Commode Régence de forme architecturée en placage d’amarante « épis de blé »

 

Rare et importante commode de forme architecturée en placage d’amarante « épis de blé »

 

 

 

Paris, fin du règne de Louis XIV, vers 1715.

 

 Dimensions : Hauteur : 93 cm ; Largeur : 162,5 cm ; Profondeur : 69,5 cm.

 

 

 

 

Présentant une caisse entièrement revêtue en placage de superbes feuilles d’amarante « épis de blé » disposées de fil ou de travers, la commode que nous proposons est un rare témoignage du luxe exceptionnel de la grande ébénisterie parisienne de la fin du règne de Louis XIV, qui, par la sobriété et l’élégance des jeux de bois de placage, annonce ce que seront les grandes réalisations royales et princières des époques Régence et Louis XV. Sa composition rectangulaire, déclinant la forme de certains cabinets monumentaux du siècle précédent, est d’un néoclassicisme « sévère ». Elle ouvre par quatre larges tiroirs en façade disposés sur quatre rangs ; le traitement arrondi des montants et des pieds avants anime avec élégance le meuble.

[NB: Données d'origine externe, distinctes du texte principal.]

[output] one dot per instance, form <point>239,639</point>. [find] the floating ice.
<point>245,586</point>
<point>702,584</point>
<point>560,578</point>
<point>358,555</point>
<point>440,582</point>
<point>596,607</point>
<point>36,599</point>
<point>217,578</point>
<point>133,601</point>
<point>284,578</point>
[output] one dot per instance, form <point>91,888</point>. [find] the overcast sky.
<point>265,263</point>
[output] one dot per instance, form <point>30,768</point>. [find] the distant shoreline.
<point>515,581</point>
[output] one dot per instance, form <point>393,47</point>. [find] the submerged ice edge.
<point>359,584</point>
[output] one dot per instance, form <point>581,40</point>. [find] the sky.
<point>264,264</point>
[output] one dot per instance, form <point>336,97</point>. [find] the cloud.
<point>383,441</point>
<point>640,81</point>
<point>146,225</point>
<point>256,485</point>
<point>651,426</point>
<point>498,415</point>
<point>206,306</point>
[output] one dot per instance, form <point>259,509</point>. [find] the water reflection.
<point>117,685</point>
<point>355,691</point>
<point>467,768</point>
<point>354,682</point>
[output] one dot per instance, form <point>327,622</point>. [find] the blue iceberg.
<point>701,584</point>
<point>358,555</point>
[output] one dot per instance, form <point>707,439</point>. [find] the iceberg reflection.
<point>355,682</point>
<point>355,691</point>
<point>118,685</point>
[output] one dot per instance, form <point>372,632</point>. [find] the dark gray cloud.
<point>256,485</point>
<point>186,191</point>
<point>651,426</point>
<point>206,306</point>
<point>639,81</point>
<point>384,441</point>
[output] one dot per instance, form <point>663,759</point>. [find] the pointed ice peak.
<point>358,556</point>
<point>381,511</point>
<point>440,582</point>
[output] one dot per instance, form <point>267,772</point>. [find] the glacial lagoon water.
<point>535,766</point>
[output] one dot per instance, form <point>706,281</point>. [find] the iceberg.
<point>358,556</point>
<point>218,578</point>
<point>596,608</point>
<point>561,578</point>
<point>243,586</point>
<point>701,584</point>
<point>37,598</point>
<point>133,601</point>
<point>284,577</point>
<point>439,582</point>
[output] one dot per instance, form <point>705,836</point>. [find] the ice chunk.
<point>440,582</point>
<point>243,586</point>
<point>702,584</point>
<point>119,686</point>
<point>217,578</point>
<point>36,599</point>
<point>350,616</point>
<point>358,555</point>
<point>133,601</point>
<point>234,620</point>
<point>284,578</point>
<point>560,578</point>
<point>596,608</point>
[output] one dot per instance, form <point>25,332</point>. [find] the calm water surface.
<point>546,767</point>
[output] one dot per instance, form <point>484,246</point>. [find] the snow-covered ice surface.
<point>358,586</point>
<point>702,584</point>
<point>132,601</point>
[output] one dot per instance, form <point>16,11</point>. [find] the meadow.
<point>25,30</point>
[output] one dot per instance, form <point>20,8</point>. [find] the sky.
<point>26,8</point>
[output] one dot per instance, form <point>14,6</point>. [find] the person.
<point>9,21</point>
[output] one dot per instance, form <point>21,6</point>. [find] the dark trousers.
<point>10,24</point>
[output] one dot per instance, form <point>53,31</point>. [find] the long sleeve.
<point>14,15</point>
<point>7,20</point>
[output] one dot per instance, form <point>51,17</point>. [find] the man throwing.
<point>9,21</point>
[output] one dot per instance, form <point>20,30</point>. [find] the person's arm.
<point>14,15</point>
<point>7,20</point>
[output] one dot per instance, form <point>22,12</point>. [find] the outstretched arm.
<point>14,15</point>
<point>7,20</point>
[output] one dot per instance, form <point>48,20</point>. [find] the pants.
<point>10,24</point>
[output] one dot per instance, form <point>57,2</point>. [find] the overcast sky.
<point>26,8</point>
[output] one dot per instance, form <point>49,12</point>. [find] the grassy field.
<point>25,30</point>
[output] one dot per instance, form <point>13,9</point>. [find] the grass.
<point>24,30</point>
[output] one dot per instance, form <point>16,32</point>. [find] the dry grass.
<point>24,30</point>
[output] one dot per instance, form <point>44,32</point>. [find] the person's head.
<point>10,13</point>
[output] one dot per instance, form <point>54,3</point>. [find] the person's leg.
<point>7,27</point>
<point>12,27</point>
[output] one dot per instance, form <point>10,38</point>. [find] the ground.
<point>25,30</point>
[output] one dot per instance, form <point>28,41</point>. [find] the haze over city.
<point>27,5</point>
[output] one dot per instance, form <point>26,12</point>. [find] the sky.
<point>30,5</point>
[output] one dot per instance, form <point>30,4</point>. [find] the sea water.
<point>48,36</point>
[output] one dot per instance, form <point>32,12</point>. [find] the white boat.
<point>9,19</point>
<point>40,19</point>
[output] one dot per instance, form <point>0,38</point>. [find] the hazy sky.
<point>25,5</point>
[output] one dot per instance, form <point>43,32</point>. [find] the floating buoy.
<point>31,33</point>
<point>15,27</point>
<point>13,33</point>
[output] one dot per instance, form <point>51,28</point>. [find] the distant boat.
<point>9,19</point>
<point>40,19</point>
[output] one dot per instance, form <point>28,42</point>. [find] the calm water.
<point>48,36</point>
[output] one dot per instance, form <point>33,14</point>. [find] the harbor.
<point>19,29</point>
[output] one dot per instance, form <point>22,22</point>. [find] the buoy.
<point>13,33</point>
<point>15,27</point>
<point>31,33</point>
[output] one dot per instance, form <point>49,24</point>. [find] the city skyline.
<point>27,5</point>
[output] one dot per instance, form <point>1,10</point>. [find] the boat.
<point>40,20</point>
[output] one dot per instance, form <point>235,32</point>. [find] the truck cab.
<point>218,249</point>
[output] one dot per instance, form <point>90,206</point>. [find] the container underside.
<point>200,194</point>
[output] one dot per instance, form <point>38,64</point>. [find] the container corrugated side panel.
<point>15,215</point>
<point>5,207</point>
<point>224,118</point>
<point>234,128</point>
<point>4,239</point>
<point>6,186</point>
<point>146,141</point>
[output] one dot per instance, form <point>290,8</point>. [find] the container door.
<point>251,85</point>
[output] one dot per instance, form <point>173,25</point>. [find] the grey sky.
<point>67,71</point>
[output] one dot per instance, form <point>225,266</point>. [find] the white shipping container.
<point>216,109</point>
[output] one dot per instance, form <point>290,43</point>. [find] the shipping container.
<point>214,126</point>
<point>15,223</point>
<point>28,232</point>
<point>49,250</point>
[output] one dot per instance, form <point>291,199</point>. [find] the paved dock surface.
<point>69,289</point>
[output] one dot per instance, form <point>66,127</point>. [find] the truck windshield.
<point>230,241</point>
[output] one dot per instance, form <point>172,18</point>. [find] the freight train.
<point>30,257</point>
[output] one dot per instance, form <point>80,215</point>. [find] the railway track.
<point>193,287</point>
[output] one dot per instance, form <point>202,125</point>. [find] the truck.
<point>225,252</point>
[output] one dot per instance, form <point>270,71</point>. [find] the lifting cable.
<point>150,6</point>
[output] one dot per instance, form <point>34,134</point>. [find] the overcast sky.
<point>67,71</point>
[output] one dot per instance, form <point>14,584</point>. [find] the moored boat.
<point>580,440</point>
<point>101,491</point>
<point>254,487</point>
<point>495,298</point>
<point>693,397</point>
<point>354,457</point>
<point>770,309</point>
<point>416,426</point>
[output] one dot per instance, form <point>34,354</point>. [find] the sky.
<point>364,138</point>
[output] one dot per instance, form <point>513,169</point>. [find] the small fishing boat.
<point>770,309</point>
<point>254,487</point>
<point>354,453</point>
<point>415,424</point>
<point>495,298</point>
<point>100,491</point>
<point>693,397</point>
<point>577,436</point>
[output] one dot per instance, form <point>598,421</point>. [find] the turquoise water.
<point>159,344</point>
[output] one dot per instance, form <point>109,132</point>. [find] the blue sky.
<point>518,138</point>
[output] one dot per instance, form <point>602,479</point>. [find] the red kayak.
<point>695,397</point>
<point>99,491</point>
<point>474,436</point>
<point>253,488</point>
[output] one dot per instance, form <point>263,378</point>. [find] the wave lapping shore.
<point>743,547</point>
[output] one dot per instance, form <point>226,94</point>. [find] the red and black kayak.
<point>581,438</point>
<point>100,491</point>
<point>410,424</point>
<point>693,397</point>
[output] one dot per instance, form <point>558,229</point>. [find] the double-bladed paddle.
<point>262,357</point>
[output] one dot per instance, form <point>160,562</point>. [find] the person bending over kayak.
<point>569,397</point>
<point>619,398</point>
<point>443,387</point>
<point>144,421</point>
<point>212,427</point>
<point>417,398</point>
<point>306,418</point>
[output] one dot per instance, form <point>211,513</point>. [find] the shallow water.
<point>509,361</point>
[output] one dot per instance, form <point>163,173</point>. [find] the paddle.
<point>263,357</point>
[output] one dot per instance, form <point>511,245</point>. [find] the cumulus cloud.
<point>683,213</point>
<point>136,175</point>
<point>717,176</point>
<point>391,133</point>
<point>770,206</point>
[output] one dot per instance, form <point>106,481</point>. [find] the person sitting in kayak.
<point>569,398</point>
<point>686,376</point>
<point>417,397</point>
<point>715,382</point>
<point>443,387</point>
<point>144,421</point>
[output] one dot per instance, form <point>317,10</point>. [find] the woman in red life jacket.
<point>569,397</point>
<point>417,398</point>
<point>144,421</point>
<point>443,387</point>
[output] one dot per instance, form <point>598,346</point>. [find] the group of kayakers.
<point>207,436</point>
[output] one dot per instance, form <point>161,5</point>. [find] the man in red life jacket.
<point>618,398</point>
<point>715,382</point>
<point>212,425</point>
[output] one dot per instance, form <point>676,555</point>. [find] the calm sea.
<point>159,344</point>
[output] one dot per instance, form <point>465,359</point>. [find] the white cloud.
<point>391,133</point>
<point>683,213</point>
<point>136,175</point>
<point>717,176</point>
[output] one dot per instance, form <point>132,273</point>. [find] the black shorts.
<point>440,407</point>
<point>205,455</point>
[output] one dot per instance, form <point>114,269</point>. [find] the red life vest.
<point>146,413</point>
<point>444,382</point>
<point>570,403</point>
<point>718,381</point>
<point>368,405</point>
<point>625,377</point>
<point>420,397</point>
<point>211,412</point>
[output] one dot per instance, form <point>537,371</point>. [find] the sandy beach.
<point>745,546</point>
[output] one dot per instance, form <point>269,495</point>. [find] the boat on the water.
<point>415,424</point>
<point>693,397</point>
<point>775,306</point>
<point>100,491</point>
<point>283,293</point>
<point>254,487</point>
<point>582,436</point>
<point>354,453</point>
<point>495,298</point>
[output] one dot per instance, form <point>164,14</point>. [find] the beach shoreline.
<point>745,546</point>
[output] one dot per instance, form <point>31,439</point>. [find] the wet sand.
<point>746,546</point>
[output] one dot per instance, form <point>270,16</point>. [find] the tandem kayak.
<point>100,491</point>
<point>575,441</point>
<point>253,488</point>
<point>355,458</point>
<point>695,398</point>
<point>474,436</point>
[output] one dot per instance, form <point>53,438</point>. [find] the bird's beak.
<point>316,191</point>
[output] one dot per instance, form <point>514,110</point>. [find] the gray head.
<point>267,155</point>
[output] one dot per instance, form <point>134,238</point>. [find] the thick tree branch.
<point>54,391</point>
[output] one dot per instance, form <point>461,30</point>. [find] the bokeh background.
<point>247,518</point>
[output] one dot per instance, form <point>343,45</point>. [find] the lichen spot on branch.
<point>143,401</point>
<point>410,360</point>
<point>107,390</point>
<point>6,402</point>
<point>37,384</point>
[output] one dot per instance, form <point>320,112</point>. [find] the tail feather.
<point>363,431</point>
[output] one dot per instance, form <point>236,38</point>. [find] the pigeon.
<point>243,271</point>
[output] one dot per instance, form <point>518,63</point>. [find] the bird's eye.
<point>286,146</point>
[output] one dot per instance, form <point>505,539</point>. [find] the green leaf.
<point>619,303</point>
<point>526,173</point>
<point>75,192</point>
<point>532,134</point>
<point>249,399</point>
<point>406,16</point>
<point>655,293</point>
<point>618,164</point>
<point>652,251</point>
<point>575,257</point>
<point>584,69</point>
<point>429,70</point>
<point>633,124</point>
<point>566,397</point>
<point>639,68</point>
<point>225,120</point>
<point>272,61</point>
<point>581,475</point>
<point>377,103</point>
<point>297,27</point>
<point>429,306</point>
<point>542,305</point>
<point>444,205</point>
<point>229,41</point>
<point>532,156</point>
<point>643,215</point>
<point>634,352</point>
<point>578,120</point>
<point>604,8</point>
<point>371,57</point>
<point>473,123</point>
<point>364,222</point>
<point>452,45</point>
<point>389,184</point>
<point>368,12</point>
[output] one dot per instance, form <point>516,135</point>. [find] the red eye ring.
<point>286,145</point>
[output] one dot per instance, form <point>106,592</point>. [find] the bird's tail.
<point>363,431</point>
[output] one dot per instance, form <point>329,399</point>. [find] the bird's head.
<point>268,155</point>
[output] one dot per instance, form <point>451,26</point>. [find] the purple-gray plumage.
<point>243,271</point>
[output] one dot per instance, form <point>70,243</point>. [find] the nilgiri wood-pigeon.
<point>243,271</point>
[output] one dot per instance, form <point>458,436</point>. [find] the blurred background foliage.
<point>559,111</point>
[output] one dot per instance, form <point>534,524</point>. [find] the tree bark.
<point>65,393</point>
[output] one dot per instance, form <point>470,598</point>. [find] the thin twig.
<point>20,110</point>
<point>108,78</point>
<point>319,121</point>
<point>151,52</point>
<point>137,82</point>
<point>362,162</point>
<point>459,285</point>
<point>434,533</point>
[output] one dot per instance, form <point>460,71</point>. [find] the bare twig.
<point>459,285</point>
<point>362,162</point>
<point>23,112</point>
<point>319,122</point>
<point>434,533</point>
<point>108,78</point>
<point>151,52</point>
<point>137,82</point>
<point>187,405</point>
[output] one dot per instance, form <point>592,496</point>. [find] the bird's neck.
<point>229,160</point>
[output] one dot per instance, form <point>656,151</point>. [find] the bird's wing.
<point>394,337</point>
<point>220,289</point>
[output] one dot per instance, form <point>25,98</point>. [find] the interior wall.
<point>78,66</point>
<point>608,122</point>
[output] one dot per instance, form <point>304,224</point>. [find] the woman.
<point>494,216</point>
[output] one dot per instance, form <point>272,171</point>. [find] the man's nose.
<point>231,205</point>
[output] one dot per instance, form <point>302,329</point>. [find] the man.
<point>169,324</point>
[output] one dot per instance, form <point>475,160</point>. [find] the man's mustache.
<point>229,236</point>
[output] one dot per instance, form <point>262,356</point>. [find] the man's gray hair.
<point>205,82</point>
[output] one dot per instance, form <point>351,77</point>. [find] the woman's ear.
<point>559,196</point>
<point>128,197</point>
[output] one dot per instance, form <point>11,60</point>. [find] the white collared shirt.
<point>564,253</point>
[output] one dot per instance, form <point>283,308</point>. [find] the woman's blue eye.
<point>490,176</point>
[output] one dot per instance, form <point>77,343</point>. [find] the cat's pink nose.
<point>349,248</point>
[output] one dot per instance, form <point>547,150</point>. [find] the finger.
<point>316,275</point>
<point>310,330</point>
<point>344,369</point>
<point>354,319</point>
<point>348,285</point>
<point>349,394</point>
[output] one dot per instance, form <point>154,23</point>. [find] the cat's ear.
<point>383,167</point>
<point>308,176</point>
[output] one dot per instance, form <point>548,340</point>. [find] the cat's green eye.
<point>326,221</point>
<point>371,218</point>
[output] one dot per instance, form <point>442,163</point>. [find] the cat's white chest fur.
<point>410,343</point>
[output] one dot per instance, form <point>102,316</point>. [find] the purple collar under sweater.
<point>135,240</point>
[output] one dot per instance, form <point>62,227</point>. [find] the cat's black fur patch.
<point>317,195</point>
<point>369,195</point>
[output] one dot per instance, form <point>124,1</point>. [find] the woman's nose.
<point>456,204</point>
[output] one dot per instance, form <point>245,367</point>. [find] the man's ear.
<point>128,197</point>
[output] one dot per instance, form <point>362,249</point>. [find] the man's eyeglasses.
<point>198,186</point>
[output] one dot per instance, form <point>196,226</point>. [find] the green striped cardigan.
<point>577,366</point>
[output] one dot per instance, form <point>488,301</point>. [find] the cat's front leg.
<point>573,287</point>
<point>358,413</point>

L’ensemble est très richement agrémenté d’une ornementation de bronze finement ciselé et doré tels que : encadrements des tiroirs et des faces latérales en baguettes à frises de feuillages stylisés ; poignées mobiles curvilignes rattachées à des consoles terminées en culots d’acanthe desquelles s’échappent des cornes d’abondance remplies de bouquets fleuris et feuillagés, à décor de joncs à cannelures torses, têtes d’animaux fantastiques, cartouches soulignés de lambrequins et centrés de masques d’hommes barbus sur des fonds quadrillés ; entrées de serrures à masques de Bacchus souriant, coiffés de pampres de vigne et soulignés de doubles crosses d’acanthe terminées en volutes se détachant sur des fonds amatis et surmontant des culots feuillagés à graines ; angles à chutes prenant la forme de masques de satyres, dont les barbes s’entortillent, coiffés de bouquets feuillagés animés de doubles crosses à volutes centrées de rosaces ; enfin, le tablier et les sabots « rocailles » sont ajourés ou repercés d’oves et s’ornent de rinceaux à palmes, coquille, crosses, bouquets feuillagés et grenade stylisée. Elle supporte son épais plateau mouluré en marbre rouge griotte d’Italie. 

 


Parfait aboutissement des recherches esthétiques des artisans en meubles parisiens de la fin du règne de Louis XIV, cette commode se distingue notamment par ses proportions hors-du-commun, qui n’altèrent pas l’équilibre de sa composition, ainsi que par son décor de bronze, qui associe harmonieusement certains motifs rocailles et louis-quatorziens et annonce ce que seront plusieurs décennies plus tard les grandes réalisations d’ébénisterie du règne de Louis XV. Si sa forme et certains éléments de son décor de bronze se retrouvent sur quelques rares autres commodes connues attribuées sans équivoque ou estampillées par Nicolas Sageot (1666-vers 1725), l’un des plus importants ébénistes parisiens de l’époque, ou par Auburtin Gaudron, fournisseur du Garde-Meuble de la Couronne, sa principale originalité réside dans l’emploi de feuilles de bois exotique en placage, en l’occurrence de l’amarante « épis de blé », manifestation de l’adaptation précoce de son créateur au nouveau goût des grands amateurs de la capitale, lassés par plusieurs décennies dominées par les marqueteries florales ou de métal. Parmi les rares meubles répertoriés réalisés dans le même esprit, nous pouvons citer notamment un modèle, nettement moins élaboré et spectaculaire, qui est exposé au Musée Carnavalet à Paris (reproduit dans S. de Ricci, Louis XIV und Régence, Raumkunst und Mobiliar, Stuttgart, 1929, planche 184) ; enfin, relevons particulièrement qu’une commode à deux tiroirs, présentant des entrées de serrures similaires et des montants à chutes identiques, appartient aux collections du Musée du Louvre à Paris ; anciennement rattachée à l’œuvre d’André-Charles Boulle (1642-1732), célèbre ébéniste de Louis XIV, elle fut très certainement réalisée dans le même atelier, succédant de quelques années à l’exemplaire que nous présentons (illustrée dans D. Alcouffe, A. Dion-Tenenbaum et A. Lefébure, Le mobilier du Louvre, Tome 1, Editions Faton, Dijon, 1993, p.107, catalogue n°33).